The power-in-numbers momentum behind the country's demographic change from majority white to majority nonwhite has become a media obsession, with varying degrees of white-people-are-going-extinct relish.

"White Students to No Longer Be Majority in Schools," says ABC. "White Students Majority Ends; Minority Enrollment More Than Half," says Newsmax, referring to data from the National Center for Education Statistics showing that while non-Hispanic whites are still expected to be the largest racial group in the public schools this year at 49.8 percent, minority students, when added together, will make up the majority.

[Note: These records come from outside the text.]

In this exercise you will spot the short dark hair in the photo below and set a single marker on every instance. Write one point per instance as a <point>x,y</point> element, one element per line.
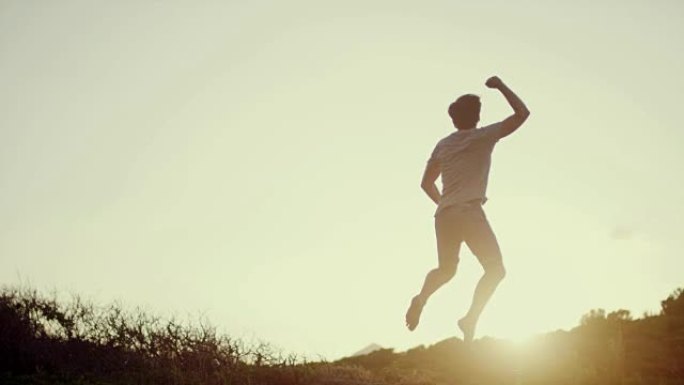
<point>465,111</point>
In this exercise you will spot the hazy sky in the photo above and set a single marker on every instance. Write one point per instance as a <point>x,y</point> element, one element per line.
<point>259,162</point>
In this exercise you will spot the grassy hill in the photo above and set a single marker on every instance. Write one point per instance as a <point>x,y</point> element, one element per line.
<point>43,341</point>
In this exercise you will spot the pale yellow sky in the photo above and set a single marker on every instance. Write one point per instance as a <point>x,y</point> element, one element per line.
<point>259,162</point>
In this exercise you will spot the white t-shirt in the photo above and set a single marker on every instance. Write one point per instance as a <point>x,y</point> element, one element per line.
<point>464,159</point>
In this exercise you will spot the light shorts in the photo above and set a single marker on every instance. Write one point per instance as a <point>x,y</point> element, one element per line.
<point>467,223</point>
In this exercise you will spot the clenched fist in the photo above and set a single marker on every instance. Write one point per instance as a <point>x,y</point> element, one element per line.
<point>494,82</point>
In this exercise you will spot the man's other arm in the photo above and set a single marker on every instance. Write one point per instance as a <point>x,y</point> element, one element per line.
<point>520,111</point>
<point>430,175</point>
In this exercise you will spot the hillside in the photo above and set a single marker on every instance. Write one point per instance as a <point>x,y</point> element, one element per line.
<point>44,341</point>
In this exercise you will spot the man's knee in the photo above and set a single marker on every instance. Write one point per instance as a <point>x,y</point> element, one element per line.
<point>496,270</point>
<point>448,270</point>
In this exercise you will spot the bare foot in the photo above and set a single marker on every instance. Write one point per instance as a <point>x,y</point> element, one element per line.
<point>413,313</point>
<point>467,326</point>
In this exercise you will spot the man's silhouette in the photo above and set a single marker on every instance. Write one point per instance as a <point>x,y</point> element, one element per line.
<point>463,158</point>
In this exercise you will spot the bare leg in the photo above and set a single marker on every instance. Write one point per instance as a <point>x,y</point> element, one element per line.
<point>435,279</point>
<point>482,242</point>
<point>483,292</point>
<point>448,245</point>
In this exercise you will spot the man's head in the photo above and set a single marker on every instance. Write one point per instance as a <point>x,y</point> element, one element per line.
<point>465,111</point>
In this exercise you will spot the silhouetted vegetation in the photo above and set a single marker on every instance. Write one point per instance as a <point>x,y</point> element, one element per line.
<point>43,341</point>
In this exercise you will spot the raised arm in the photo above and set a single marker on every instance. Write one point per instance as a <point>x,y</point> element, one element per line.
<point>520,111</point>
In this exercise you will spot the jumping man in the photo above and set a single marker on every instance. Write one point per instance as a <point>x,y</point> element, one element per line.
<point>463,158</point>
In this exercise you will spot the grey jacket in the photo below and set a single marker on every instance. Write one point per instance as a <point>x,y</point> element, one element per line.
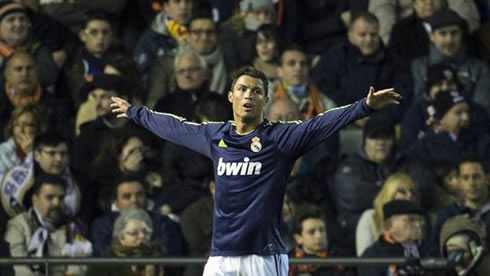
<point>472,73</point>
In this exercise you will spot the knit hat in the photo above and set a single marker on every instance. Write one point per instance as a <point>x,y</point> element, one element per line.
<point>401,207</point>
<point>377,126</point>
<point>438,72</point>
<point>445,100</point>
<point>8,7</point>
<point>460,225</point>
<point>446,17</point>
<point>252,5</point>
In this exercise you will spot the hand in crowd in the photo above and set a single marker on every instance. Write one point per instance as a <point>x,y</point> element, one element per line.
<point>120,107</point>
<point>25,141</point>
<point>379,99</point>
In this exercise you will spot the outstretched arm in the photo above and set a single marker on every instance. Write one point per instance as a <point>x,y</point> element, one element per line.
<point>299,138</point>
<point>120,107</point>
<point>379,99</point>
<point>167,126</point>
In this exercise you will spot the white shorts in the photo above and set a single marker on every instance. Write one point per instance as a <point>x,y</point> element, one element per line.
<point>249,265</point>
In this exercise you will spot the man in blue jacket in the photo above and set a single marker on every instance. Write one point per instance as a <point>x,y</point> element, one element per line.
<point>253,158</point>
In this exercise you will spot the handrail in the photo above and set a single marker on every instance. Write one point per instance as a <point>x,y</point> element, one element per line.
<point>179,261</point>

"Living in 'Gringolandia,'" a fish-out-of-water story about Hispanics living in a predominantly white community, was featured on NBC.com. If you substituted white residents in any minority population, the article likely would have been considered racist.

Then there is the #WhatLatinosLookLike campaign, which was part of a furious backlash to a New York Times article that posited that Hispanics are likely to increasingly identify as white on census forms as part of the American assimilation process (which, other research has also predicted), as if that was so terrible.

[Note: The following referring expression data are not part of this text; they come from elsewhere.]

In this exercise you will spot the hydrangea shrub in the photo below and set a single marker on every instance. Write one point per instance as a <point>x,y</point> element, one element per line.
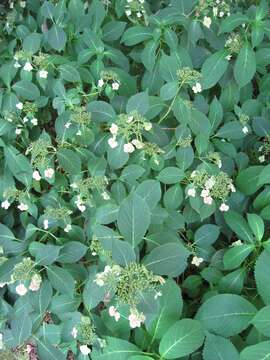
<point>134,181</point>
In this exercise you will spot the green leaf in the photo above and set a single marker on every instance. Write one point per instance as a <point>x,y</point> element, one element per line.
<point>226,314</point>
<point>69,161</point>
<point>259,351</point>
<point>61,280</point>
<point>169,259</point>
<point>245,66</point>
<point>262,321</point>
<point>213,69</point>
<point>234,256</point>
<point>26,90</point>
<point>133,219</point>
<point>45,254</point>
<point>248,180</point>
<point>170,308</point>
<point>150,191</point>
<point>135,35</point>
<point>72,252</point>
<point>101,111</point>
<point>46,351</point>
<point>257,225</point>
<point>69,73</point>
<point>233,21</point>
<point>206,235</point>
<point>57,38</point>
<point>239,225</point>
<point>116,349</point>
<point>216,345</point>
<point>262,273</point>
<point>139,103</point>
<point>170,175</point>
<point>182,339</point>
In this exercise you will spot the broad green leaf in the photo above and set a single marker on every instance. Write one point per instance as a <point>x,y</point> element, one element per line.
<point>257,225</point>
<point>169,259</point>
<point>26,89</point>
<point>262,321</point>
<point>213,69</point>
<point>245,66</point>
<point>133,219</point>
<point>260,351</point>
<point>239,225</point>
<point>57,37</point>
<point>182,339</point>
<point>170,175</point>
<point>218,346</point>
<point>69,160</point>
<point>61,280</point>
<point>226,314</point>
<point>262,273</point>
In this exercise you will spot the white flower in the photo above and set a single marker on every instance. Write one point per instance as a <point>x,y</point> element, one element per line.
<point>17,65</point>
<point>115,85</point>
<point>5,204</point>
<point>157,295</point>
<point>196,261</point>
<point>85,350</point>
<point>207,21</point>
<point>43,74</point>
<point>100,82</point>
<point>21,289</point>
<point>105,195</point>
<point>67,228</point>
<point>245,129</point>
<point>35,282</point>
<point>74,332</point>
<point>148,126</point>
<point>137,143</point>
<point>210,183</point>
<point>135,319</point>
<point>28,66</point>
<point>191,192</point>
<point>205,193</point>
<point>67,125</point>
<point>197,88</point>
<point>128,148</point>
<point>130,119</point>
<point>114,313</point>
<point>81,206</point>
<point>23,207</point>
<point>208,200</point>
<point>237,243</point>
<point>114,129</point>
<point>36,175</point>
<point>46,224</point>
<point>19,106</point>
<point>112,142</point>
<point>48,173</point>
<point>224,207</point>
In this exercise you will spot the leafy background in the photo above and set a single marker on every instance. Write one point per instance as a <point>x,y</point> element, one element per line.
<point>217,308</point>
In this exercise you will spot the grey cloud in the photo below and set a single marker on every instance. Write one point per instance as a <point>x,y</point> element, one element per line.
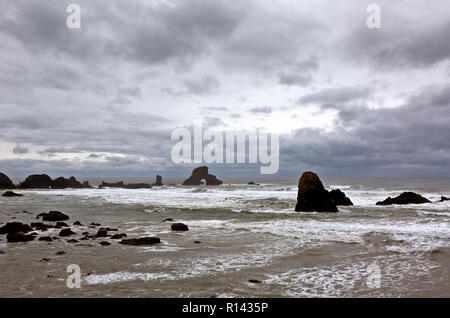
<point>20,150</point>
<point>300,73</point>
<point>261,110</point>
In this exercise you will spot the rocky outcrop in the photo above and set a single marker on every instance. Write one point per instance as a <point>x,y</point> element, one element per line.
<point>14,227</point>
<point>312,196</point>
<point>120,184</point>
<point>72,182</point>
<point>199,174</point>
<point>18,237</point>
<point>339,198</point>
<point>66,232</point>
<point>54,216</point>
<point>5,182</point>
<point>405,198</point>
<point>180,227</point>
<point>141,241</point>
<point>37,181</point>
<point>11,194</point>
<point>158,182</point>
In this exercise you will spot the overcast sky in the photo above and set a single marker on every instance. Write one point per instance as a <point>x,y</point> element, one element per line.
<point>347,101</point>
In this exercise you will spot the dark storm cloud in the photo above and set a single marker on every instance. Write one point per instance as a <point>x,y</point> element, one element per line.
<point>410,140</point>
<point>300,73</point>
<point>261,110</point>
<point>404,40</point>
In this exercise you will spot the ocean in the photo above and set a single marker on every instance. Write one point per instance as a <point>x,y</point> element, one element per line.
<point>238,232</point>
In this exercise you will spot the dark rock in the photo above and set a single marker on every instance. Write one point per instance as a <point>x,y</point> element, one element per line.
<point>339,198</point>
<point>41,226</point>
<point>37,181</point>
<point>11,194</point>
<point>141,241</point>
<point>54,216</point>
<point>66,232</point>
<point>18,237</point>
<point>46,239</point>
<point>5,182</point>
<point>312,196</point>
<point>179,227</point>
<point>158,182</point>
<point>72,182</point>
<point>199,174</point>
<point>120,184</point>
<point>102,233</point>
<point>405,198</point>
<point>13,227</point>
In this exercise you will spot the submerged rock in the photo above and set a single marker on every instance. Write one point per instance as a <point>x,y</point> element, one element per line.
<point>18,237</point>
<point>14,227</point>
<point>339,198</point>
<point>312,196</point>
<point>179,227</point>
<point>72,182</point>
<point>54,216</point>
<point>199,174</point>
<point>158,182</point>
<point>405,198</point>
<point>141,241</point>
<point>66,232</point>
<point>37,181</point>
<point>11,194</point>
<point>5,182</point>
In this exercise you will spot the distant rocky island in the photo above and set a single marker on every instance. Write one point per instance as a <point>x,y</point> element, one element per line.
<point>311,196</point>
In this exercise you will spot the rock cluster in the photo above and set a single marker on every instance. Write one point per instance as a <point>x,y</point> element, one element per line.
<point>199,174</point>
<point>43,181</point>
<point>11,194</point>
<point>312,196</point>
<point>339,198</point>
<point>158,182</point>
<point>121,184</point>
<point>405,198</point>
<point>5,182</point>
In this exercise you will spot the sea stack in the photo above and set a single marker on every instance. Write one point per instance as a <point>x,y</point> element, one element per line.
<point>199,174</point>
<point>158,182</point>
<point>5,182</point>
<point>405,198</point>
<point>312,196</point>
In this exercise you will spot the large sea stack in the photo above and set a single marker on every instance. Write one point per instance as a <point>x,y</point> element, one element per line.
<point>405,198</point>
<point>5,182</point>
<point>199,174</point>
<point>312,196</point>
<point>37,181</point>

We also see constant predictions that the Republican Party will die along with all the "old white men."

Readers often ask me why I can't dismiss the GOP as racist and hateful toward nonwhites. My response is that when your father-in-law is an "old white man" and your husband and two sons will someday be, too, you tend to view "old white people" differently.

I know my rural, Southern in-laws see Hispanics in something more than a stereotypically simplistic manner because they love me and their grandchildren and my parents.

I'd be willing to bet that the same is true in the case of the part of my family that is black and the part that is Asian. And in my own neighborhood, half-black, half-Asian and half-Hispanic kids go to their still-majority-white school together without giving too much consideration to race.

One not-so-distant day, our country's increasing interracial couplings, births and marriages will create a population that will be far less focused on our differences and more loyal to what binds us together: our families.

This is not to say that we don't have a lot of hard work ahead. We should all worry about all racism, not just the kind that targets nonwhites. We must all open our eyes to who we live alongside, who governs us, who has power and resources and who has none. Part of understanding and preventing what happened in Ferguson depends on us all facing up to our implicit biases — a challenge we can rise to.

Cited in a 2013 posting — "End of White America: Should We Care?" — on the African-American news site The Root, pollster Cornell Belcher put it beautifully: "I wish people would pay more attention to the idea that whether you're black, brown, white or what have you, we have far more in common than not. ... It's important over the next decade or so for us to really connect [our] value threads and use those threads to pull us all together."

We can make these connections; there is hope. Our impending demographic tsunami will bring discomfort to some, but it will be more of an opportunity than a problem.